School of Medicine

Overlooked signal in MRI scans reflects amount, kind of brain cells

Data may aid diagnosis of brain conditions, shed light on brain development

From the WashU School of Medicine News

An MRI scan often generates an ocean of data, most of which is never used. When overlooked data is analyzed using a new technique developed at Washington University School of Medicine in St. Louis, they surprisingly reveal how many and which brain cells are present – and show where cells have been lost through injury or disease.

The findings, published online the week of Sept. 24 in Proceedings of the National Academy of Sciences, eventually may lead to new ways to diagnose Alzheimer’s disease, multiple sclerosis, traumatic brain injury, autism and other brain conditions through a simple brain scan.

“There’s no easy way to detect the loss of neurons in living people, but such loss plays a role in many neurological diseases,” said Dmitriy Yablonskiy, PhD, a professor of radiology at the university’s Mallinckrodt Institute of Radiology, who directed this study together with Marcus Raichle, MD, a professor of radiology and the Alan A. and Edith L. Wolff Distinguished Professor of Medicine. “We’ve shown in the past that there’s a signal that goes down in parts of the brain in people with Alzheimer’s disease, multiple sclerosis and traumatic brain injury, but we didn’t know what it meant.
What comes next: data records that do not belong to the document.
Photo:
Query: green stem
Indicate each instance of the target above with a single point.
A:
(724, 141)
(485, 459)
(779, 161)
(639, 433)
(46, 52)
Now, we know it means neurons have died in those areas.”

Most researchers studying brain function with MRI are only interested in a small portion of the MRI signal. They want to see how the MRI signal changes when a person performs a task, not what stays the same. Researchers trying to understand vision, for example, focus on the signal variation due to the brain activity when a person looks at a picture, and discard the parts of the signal that hold steady. But that is like looking at the waves along the surface of the ocean, and ignoring the mass of water beneath.

Yablonskiy, Raichle and colleagues including Jie Wen, PhD, an instructor in radiology and the study’s first author, Manu Goyal, MD, an assistant professor of radiology and of neurology, and Serguei Astafiev, PhD, a senior scientist in psychiatry, decided to find what the rest of the ocean could tell us about how the brain works.